[Mb-civic] Corruption as Usual - Anne Applebaum - Washington Post

William Swiggard swiggard at comcast.net
Wed Sep 28 04:03:04 PDT 2005


Corruption as Usual

By Anne Applebaum
Wednesday, September 28, 2005; Page A21

Two hurricanes have now hit Louisiana, wreaking terrible destruction. 
New Orleans continues to flood. Hundreds of thousands of people are 
scattered across the country, many in shelters. Given the scale of the 
calamity, surely it's time for Louisiana politicians to stop, assess the 
damage and work out the most rational way to help their state recover. 
Surely this is not the time for the government to write blank checks, 
for legislators to get greedy about unnecessary canals in their 
districts, or for federal agencies to launch projects that make future 
flooding more likely. Surely this is the time to spend money wisely. Right?

Wrong -- and if you thought otherwise, then you, like me, are still 
learning how deeply corrupt America's legislative branch has become. 
Most of the time, members of Congress don't accept cash bribes in 
unmarked envelopes. Most of the time, senators don't pay for their 
daughters' wedding receptions out of government slush funds. Most of the 
time, American politicians don't put their ill-gotten gains into 
numbered Swiss bank accounts or get the Mafia to launder their money. 
But corruption comes in many forms, and in this country it comes in the 
dull-sounding, unglamorous, switch-off-the-television form of 
infrastructure appropriations.

Exhibit A is the Louisiana congressional delegation's new request for 
$250 billion in hurricane reconstruction funds.
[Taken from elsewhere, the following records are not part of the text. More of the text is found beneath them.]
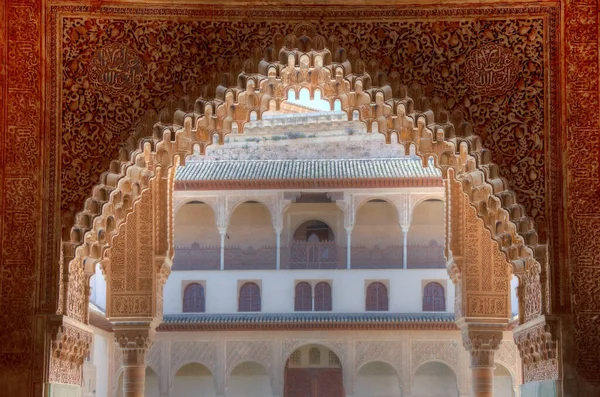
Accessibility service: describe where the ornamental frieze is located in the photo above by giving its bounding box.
[54,7,550,248]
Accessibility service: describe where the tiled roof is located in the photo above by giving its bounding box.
[158,313,456,331]
[176,158,440,181]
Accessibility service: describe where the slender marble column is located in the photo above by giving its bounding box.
[219,228,227,270]
[115,328,151,397]
[463,330,502,397]
[401,226,408,269]
[346,227,352,269]
[275,229,281,270]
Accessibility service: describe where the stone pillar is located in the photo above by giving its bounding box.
[346,227,352,269]
[462,328,502,397]
[401,226,409,269]
[219,227,227,270]
[114,324,152,397]
[275,229,281,270]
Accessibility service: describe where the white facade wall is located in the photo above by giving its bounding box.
[164,269,454,314]
[126,330,521,397]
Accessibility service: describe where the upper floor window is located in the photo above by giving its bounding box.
[315,281,332,312]
[183,283,205,313]
[294,281,312,312]
[423,282,446,312]
[308,347,321,365]
[238,283,261,312]
[365,281,388,311]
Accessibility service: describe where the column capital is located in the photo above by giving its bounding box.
[114,322,154,365]
[461,327,502,368]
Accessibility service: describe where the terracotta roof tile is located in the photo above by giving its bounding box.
[176,158,440,181]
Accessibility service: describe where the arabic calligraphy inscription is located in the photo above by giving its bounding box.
[88,43,143,94]
[465,44,519,97]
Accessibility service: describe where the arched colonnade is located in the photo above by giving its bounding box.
[58,34,556,397]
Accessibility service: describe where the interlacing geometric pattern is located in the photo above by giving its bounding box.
[63,31,548,374]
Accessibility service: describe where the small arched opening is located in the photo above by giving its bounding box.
[351,199,403,269]
[494,363,515,397]
[288,220,342,269]
[225,361,273,397]
[225,201,276,270]
[354,361,402,397]
[284,344,345,397]
[407,199,446,269]
[411,361,459,397]
[172,200,221,270]
[171,363,216,397]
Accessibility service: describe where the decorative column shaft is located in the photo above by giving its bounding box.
[346,227,352,269]
[275,229,281,270]
[115,327,152,397]
[219,227,227,270]
[401,226,408,269]
[462,329,502,397]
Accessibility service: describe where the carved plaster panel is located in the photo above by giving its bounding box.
[225,340,271,376]
[410,340,462,379]
[169,341,218,379]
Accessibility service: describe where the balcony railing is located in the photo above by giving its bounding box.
[173,241,446,270]
[173,243,221,270]
[225,246,277,270]
[281,241,346,269]
[350,245,404,269]
[407,244,446,269]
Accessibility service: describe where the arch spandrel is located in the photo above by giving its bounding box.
[63,34,547,380]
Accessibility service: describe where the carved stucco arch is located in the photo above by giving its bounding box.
[409,359,468,395]
[354,358,402,376]
[226,194,277,228]
[354,358,408,395]
[63,36,547,334]
[169,358,218,390]
[173,197,217,218]
[225,358,272,383]
[410,358,461,378]
[290,215,343,241]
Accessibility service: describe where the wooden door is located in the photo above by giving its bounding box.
[284,368,345,397]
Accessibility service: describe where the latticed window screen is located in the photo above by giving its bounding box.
[308,347,321,365]
[423,282,446,312]
[329,350,340,365]
[238,283,260,312]
[315,281,332,312]
[290,349,302,365]
[183,283,205,313]
[365,281,388,311]
[294,281,312,312]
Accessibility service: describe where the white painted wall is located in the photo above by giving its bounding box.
[354,362,402,397]
[92,328,114,397]
[494,364,514,397]
[170,363,216,397]
[90,264,106,310]
[411,362,458,397]
[144,367,160,397]
[164,269,454,314]
[510,276,519,314]
[225,362,273,397]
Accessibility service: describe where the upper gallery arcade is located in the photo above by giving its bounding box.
[0,0,600,396]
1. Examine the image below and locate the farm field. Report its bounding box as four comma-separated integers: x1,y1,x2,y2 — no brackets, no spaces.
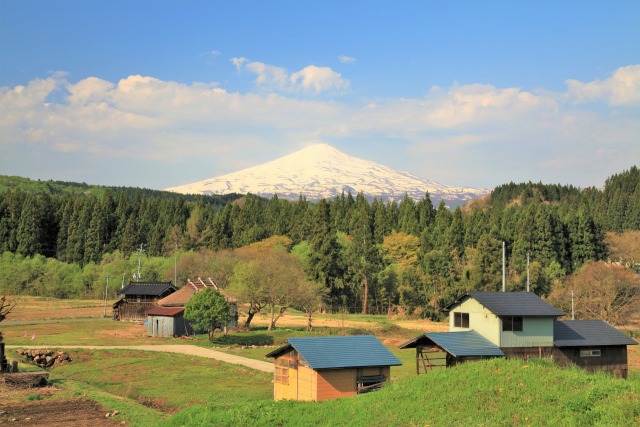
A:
0,298,640,426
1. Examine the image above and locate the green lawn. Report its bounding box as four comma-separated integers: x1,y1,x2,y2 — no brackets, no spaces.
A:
166,359,640,427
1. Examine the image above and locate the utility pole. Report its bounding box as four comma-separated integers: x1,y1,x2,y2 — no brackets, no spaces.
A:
104,276,109,317
502,240,507,292
527,252,529,292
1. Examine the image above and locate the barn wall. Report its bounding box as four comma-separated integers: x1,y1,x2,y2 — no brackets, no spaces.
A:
298,366,318,401
317,369,357,401
553,345,628,378
449,297,502,346
499,317,553,347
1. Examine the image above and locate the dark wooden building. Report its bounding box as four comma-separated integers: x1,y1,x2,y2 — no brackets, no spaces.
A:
553,320,638,378
113,282,178,322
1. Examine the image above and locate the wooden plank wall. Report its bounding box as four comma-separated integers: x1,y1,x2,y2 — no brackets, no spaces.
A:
317,369,357,401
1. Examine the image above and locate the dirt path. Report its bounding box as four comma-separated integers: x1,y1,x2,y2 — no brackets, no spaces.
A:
7,344,273,372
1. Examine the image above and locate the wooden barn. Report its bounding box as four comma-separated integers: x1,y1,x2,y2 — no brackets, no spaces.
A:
399,331,504,375
147,306,194,337
267,335,402,401
553,320,638,378
147,277,238,337
113,282,178,322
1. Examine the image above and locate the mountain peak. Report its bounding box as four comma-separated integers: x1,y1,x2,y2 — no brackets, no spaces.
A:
166,144,489,204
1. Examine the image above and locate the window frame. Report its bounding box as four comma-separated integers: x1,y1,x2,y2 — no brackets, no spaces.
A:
453,311,471,329
501,316,524,332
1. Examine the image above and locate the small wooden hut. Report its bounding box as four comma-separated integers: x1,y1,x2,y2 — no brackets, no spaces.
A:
147,277,238,337
267,335,402,401
553,320,638,378
399,331,504,375
147,307,194,337
113,282,178,322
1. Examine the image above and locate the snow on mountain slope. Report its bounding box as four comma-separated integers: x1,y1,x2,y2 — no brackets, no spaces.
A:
166,144,489,205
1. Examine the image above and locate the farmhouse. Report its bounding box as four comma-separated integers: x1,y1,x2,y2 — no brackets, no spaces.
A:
267,335,402,401
400,291,637,377
113,282,177,322
147,277,238,337
553,320,638,378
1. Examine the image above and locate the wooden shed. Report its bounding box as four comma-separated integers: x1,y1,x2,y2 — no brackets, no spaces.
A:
399,331,504,375
113,282,178,322
553,320,638,378
156,277,238,336
147,307,193,337
267,335,402,401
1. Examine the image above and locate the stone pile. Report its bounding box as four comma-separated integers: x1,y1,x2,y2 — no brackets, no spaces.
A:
17,349,73,368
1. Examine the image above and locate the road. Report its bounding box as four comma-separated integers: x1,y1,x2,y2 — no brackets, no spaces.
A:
6,344,273,372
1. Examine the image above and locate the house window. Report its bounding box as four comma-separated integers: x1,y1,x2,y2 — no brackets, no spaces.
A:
580,348,602,357
453,313,469,328
502,316,522,332
273,351,298,384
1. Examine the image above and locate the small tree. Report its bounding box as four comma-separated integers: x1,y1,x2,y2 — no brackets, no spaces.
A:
184,288,231,341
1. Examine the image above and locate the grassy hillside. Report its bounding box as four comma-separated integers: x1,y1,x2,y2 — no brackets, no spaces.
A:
166,359,640,427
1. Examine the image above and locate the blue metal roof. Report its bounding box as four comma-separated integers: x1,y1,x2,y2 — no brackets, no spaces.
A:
267,335,402,370
443,291,564,317
553,320,638,347
400,331,504,357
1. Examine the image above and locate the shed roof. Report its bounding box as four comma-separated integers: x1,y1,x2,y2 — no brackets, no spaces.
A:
553,320,638,347
118,282,177,296
399,331,504,357
267,335,402,370
443,291,564,317
147,307,184,317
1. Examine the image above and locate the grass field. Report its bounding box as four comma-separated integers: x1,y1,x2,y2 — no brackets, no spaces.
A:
0,298,640,426
166,359,640,427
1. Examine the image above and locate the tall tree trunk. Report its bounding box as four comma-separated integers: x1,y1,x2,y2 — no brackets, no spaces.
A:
362,276,369,314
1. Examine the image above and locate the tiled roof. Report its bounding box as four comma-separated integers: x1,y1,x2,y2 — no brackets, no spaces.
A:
118,282,177,296
553,320,638,347
158,283,197,307
399,331,504,357
147,307,184,317
267,335,402,369
158,277,237,307
443,291,564,317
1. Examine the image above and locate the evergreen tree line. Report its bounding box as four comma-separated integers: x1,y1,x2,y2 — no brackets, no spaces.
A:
0,167,640,317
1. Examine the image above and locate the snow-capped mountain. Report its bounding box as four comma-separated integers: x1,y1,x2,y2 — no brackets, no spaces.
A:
166,144,490,206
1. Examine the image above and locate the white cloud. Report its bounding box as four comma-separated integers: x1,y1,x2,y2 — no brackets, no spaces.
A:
231,58,349,95
289,65,349,94
0,65,640,188
565,65,640,105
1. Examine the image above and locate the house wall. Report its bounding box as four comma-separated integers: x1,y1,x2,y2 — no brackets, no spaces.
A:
449,297,500,347
553,345,628,378
316,369,360,401
498,317,553,348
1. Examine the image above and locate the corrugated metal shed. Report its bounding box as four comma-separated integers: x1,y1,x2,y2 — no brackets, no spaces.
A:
267,335,402,370
443,291,564,316
118,282,178,296
147,307,184,317
553,320,638,347
399,331,504,357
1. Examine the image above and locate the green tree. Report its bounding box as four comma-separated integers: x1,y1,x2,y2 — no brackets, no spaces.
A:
184,288,231,341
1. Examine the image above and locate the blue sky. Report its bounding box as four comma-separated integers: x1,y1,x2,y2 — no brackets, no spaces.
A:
0,0,640,188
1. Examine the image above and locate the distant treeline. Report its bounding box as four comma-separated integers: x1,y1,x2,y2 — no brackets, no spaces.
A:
0,166,640,311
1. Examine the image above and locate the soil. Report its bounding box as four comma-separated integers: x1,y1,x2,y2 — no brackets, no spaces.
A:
0,396,124,427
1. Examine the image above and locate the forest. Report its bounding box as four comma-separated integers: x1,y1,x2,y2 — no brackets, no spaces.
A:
0,166,640,318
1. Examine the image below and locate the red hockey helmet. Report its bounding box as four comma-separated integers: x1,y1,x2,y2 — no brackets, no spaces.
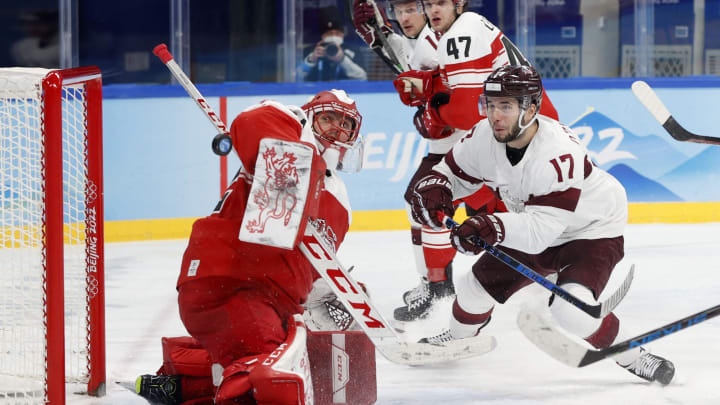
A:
416,0,470,15
484,65,542,110
302,89,363,171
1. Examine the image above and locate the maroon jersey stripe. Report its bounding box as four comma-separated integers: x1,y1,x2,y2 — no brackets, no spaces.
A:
525,188,580,212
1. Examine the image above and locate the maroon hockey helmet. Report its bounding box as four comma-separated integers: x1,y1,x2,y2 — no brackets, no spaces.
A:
484,65,543,111
416,0,470,15
388,0,423,21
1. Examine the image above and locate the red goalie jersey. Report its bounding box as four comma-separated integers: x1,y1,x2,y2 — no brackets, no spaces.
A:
177,102,350,319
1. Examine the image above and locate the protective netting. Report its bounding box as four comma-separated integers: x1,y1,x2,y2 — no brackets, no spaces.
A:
622,45,692,77
0,68,92,404
532,45,580,79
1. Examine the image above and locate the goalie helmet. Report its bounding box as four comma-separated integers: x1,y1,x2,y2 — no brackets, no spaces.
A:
302,89,363,172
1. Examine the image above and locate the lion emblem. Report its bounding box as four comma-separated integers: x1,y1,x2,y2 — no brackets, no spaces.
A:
247,148,300,233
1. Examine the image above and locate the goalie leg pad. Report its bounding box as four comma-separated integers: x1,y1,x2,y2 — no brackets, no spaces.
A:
308,331,377,405
249,315,313,405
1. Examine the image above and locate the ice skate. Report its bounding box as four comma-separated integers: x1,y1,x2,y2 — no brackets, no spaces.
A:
135,374,183,405
393,263,455,322
617,348,675,385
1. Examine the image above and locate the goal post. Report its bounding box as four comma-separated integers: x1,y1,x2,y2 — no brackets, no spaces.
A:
0,67,105,404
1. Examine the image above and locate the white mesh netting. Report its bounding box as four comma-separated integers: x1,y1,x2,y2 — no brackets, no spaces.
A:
0,68,93,404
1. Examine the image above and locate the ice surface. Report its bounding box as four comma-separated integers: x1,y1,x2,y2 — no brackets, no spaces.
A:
68,223,720,405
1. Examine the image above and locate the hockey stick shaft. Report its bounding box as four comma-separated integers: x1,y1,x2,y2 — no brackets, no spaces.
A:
153,44,230,135
578,305,720,367
517,305,720,367
441,214,635,318
347,0,407,74
632,80,720,145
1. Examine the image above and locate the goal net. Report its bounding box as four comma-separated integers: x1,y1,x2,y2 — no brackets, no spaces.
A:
0,67,105,404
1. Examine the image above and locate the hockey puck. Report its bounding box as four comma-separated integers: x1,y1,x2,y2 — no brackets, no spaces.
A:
212,134,232,156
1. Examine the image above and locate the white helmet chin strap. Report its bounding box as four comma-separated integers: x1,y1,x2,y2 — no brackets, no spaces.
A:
322,148,340,170
518,108,538,137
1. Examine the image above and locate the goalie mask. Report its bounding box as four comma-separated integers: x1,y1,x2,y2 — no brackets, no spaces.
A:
302,89,363,173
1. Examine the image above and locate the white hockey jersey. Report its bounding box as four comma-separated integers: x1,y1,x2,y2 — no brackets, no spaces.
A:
438,12,528,89
409,24,440,70
433,116,628,254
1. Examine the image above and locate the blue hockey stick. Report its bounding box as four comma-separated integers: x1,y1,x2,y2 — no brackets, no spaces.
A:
440,214,635,319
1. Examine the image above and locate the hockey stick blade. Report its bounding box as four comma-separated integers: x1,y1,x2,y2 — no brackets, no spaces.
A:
632,80,720,145
440,214,635,319
517,305,720,367
298,222,495,366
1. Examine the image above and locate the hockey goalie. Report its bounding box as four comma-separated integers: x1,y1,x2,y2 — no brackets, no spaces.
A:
136,90,376,405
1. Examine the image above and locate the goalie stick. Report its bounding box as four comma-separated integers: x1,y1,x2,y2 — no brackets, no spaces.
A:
153,44,232,156
632,80,720,145
299,221,497,366
440,214,635,319
517,305,720,367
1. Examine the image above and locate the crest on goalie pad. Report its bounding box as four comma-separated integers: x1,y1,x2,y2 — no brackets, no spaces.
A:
238,138,325,249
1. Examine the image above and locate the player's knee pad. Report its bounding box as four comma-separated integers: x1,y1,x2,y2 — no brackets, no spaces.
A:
249,315,313,405
161,336,212,377
455,271,495,314
422,226,457,281
550,283,602,338
215,354,267,404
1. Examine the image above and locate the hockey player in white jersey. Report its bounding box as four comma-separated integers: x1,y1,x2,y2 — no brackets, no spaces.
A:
353,0,465,321
412,65,674,384
386,0,558,320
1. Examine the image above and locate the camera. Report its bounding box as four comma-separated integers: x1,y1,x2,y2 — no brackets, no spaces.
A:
322,42,340,56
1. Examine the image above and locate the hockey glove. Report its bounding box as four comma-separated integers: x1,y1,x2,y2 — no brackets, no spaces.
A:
413,93,455,139
450,215,505,256
393,70,440,107
353,0,393,48
410,171,455,229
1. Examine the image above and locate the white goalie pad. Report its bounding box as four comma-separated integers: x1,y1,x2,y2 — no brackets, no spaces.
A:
238,138,315,249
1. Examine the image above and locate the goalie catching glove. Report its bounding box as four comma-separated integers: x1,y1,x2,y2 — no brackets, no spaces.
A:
410,171,455,229
450,215,505,256
353,0,393,48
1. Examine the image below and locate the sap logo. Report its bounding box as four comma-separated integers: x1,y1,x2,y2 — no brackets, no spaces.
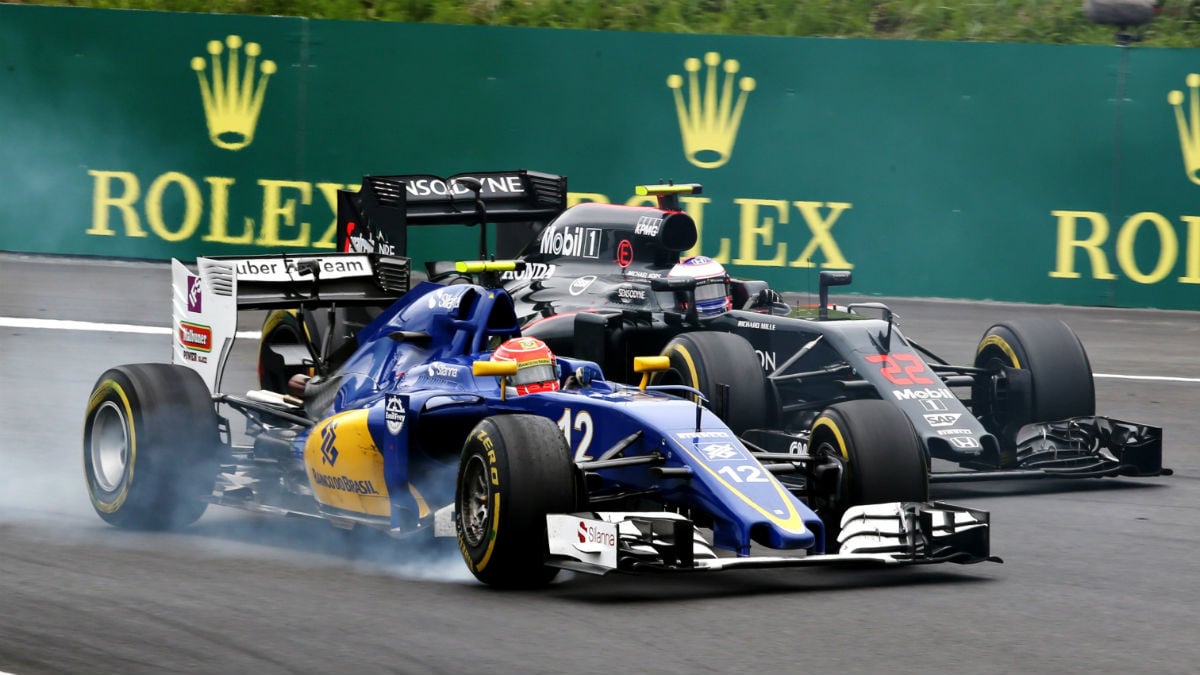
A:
925,413,962,426
566,274,596,295
634,216,662,237
541,225,601,258
892,387,954,401
700,443,742,461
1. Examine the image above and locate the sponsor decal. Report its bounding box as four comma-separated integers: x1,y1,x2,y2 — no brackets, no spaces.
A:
617,239,634,268
311,468,379,495
192,35,277,150
892,387,954,401
576,520,617,549
937,429,973,436
566,274,596,295
541,225,602,258
383,394,408,436
235,256,371,281
179,321,212,352
925,413,962,428
700,443,742,461
617,286,646,304
313,422,337,466
738,318,775,330
676,431,730,438
634,216,662,237
500,263,556,281
187,274,204,313
667,52,755,169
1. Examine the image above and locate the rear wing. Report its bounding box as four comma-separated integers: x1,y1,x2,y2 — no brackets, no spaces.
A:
337,169,566,259
170,253,410,392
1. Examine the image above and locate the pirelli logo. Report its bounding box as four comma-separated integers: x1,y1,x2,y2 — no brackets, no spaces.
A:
179,321,212,352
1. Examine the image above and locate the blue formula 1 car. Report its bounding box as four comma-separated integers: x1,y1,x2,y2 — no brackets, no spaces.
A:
83,253,996,587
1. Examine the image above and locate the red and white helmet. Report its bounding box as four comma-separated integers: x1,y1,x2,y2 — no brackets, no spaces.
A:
492,338,558,396
667,256,733,317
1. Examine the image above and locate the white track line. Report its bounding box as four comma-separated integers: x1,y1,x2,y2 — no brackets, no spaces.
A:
0,316,1200,381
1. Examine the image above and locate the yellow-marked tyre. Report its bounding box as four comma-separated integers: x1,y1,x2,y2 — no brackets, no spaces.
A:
809,399,929,552
258,310,308,394
652,331,775,434
971,317,1096,450
455,414,576,589
83,364,221,530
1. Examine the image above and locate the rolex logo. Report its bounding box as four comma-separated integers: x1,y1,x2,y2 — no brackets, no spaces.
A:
667,52,755,168
192,35,275,150
1166,73,1200,185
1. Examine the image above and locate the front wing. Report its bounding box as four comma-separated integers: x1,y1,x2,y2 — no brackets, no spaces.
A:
546,502,1001,574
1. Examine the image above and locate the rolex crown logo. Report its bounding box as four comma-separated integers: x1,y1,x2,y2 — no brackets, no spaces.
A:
1166,73,1200,185
192,35,276,150
667,52,755,168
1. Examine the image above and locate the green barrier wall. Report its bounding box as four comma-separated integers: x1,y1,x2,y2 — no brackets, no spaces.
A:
0,5,1200,309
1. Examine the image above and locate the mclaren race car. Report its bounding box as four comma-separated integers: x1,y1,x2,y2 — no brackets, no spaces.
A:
280,172,1170,482
83,253,995,587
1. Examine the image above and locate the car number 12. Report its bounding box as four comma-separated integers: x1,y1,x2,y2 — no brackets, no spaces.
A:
558,408,595,461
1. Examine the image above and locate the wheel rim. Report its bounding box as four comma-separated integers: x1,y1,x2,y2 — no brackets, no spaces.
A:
89,401,130,492
458,455,492,546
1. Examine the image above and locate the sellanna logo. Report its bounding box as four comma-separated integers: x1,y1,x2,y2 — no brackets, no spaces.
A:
667,52,755,168
192,35,275,150
1166,73,1200,185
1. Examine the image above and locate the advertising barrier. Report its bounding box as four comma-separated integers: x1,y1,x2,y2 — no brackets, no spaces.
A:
0,5,1200,309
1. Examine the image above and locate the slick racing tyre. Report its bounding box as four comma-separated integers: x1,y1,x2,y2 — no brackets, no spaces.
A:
455,414,576,589
258,310,311,394
809,399,929,552
971,317,1096,454
652,331,773,434
83,364,221,530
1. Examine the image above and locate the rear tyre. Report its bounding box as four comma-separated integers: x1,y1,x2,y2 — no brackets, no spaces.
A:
83,364,221,530
455,414,577,589
971,317,1096,452
809,399,929,551
653,333,774,435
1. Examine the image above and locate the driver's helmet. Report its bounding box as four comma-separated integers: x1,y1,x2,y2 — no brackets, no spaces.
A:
492,338,558,396
667,256,733,317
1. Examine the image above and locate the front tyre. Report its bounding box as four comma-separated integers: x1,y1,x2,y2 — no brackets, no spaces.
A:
809,399,929,551
83,364,221,530
455,414,576,589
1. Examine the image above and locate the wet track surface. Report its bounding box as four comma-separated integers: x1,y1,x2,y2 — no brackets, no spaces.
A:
0,255,1200,675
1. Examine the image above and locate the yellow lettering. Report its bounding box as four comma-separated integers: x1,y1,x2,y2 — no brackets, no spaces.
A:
200,175,254,244
84,171,146,237
1180,216,1200,283
1117,211,1180,283
733,199,787,267
788,202,854,269
146,171,204,241
312,183,354,249
1050,211,1117,279
566,192,612,207
254,178,312,246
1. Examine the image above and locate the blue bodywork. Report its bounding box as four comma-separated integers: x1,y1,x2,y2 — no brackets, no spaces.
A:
294,282,824,555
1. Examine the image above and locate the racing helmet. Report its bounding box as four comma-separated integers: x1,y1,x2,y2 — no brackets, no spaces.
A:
667,256,733,317
492,338,558,396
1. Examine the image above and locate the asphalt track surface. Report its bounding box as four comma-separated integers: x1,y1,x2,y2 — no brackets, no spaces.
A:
0,255,1200,675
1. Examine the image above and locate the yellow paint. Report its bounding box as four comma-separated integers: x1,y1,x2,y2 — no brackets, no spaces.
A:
304,410,391,515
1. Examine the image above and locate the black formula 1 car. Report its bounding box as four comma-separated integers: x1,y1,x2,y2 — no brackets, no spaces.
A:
263,172,1170,482
83,253,997,587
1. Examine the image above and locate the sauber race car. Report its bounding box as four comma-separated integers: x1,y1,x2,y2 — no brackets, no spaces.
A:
278,166,1170,482
83,253,996,587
As a Post editorial 
pointed out yesterday, this money -- more than $50,000 per Louisiana 
resident -- would come on top of the $62.3 billion Congress has already 
appropriated, on top of the charitable donations, on top of the 
insurance payouts. Among other things, the proposal demands $40 billion 
of new Army Corps of Engineers spending, 16 times more than the Corps 
says it needs to protect New Orleans from a Category 5 hurricane. 
Despite the fact that previous Corps projects drained Louisiana's 
coastal wetlands, thereby destroying what could have been a natural 
buffer against at least some of the Rita and Katrina storm surges, the 
proposal calls for a suspension of environmental reviews. Despite the 
fact that Louisiana spent hundreds of millions of dollars on water 
projects that turned out to be unnecessary, or even damaging, the 
proposal makes it possible to suspend cost-benefit analyses.

In its scale and sheer disregard for common sense, the Louisiana 
proposal breaks new ground. But I don't want to single out Louisiana: 
After all, the state's representatives are acting logically, even if 
they aren't spending logically. They are playing by the rules of the 
only system for distributing federal funds that there is, and that 
system allocates money not according to the dictates of logic, but to 
the demands of politics and patronage.